Accurate 3D non-LTE Stellar Spectroscopy

Continuum intensity at 500nm emergent vertically from a snapshot of a 3D hydrodynamical model solar atmosphere calculated by Remo Collet using the Stagger code.
Stars leave their signatures on the light that they emit, in the form of absorption and emission lines. This pattern of absorption and emission lines corresponds to the physical characteristics of the star -- for example its temperature, size, and chemical composition. Here on Earth, we observe this light and try to decipher this spectroscopic signature, in order to infer the physical characteristics of the star. This is called stellar spectroscopy.
For stellar spectroscopy to work, we need accurate models of how light travels through the stellar atmosphere.
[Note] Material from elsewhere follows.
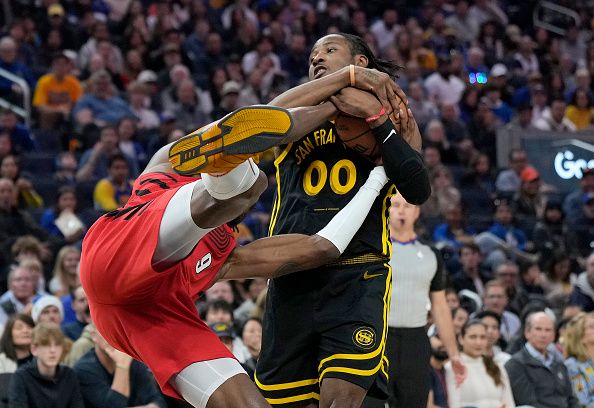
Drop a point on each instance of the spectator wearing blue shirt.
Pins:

A problem with most analyses of cool stars today is that they are based on one-dimensional (1D) hydrostatic model atmospheres, and on the assumption of Saha-Boltzmann excitation-ionisation equilibrium as follows from the assumption of local thermodynamic equilibrium (LTE).

Vertical intensity in a neutral silicon line across the surface of the snapshot (credit: Anish Amarsi)
In collaboration with researchers in Australia, Denmark and Sweden, we are pioneering the use of non-LTE radiative transfer calculations through three-dimensional (3D) hydrodynamic model atmospheres of cool stars. These techniques are necessary in order to derive the chemical compositions of cool stars to accuracies of better than 0.1 dex.